Happy Thanksgiving to one and all. Most of us will have more time than usual on this holiday because of the reduced gatherings, so all of my links today are to music about thanksgiving.
From the late 17th century, one of the more famous versions of the “Te Deum” is the D-major rendition, of Marc-Antoine Charpentier — he wrote five other settings! He must have been very grateful indeed. The opening is orchestral and shows the power of music to convey emotion without need of words. Listen here.
From the mid-18th century, here is Georg Frideric Handel’s version in honor of the Allied victory at the Battle of Dettingen. The battle had little effect on the power relations at the time, but the music is still glorious.
Also from that era is Johann Sebastian Bach’s marvelous chorale prelude on the tune “Nun dankett alle Gott” or “Now thank we all our God.” Here is it performed on the organ with a trumpet solo articulating the hymn melody.

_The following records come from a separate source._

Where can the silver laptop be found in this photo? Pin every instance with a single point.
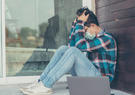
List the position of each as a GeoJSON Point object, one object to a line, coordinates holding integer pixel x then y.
{"type": "Point", "coordinates": [88, 85]}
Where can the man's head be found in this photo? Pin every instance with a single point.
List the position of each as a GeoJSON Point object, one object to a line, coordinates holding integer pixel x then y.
{"type": "Point", "coordinates": [90, 19]}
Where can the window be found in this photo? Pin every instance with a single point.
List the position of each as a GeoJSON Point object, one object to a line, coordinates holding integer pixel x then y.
{"type": "Point", "coordinates": [34, 29]}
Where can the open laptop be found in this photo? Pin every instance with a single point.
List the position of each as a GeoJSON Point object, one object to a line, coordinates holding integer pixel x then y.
{"type": "Point", "coordinates": [89, 85]}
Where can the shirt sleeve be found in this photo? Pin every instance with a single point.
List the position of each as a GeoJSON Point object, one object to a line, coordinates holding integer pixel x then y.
{"type": "Point", "coordinates": [85, 45]}
{"type": "Point", "coordinates": [71, 37]}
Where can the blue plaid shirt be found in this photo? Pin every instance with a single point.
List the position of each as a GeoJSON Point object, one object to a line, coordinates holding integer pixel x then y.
{"type": "Point", "coordinates": [101, 51]}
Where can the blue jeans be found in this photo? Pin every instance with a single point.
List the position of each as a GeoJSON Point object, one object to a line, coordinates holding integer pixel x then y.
{"type": "Point", "coordinates": [67, 60]}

From a bit later in the 18th century, we get “Grosser Gott,” which we sing in English to the words “Holy God, We Praise Thy Name.” Here it is performed in St. Stephen’s Cathedral in Vienna at the funeral of Otto von Hapsburg. Listen here.

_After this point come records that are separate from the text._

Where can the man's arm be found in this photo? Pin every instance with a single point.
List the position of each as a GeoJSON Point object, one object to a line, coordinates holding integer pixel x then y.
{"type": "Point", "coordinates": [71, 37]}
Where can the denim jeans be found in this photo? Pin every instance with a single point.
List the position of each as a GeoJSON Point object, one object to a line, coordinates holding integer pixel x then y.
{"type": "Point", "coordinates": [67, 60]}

Another hymn we sing this time of year is “Let All Things Now Living;” the words are from the early 20th century, but the tune is an old Welsh melody from the 18th century. Here it is sung by the choir at First Plymouth Church in Lincoln, Nebraska.
Finally, a late 19th century “Te Deum” by the great Anton Bruckner, which surely brought a smile and a “You’re welcome” from the lips of the Almighty. Listen here.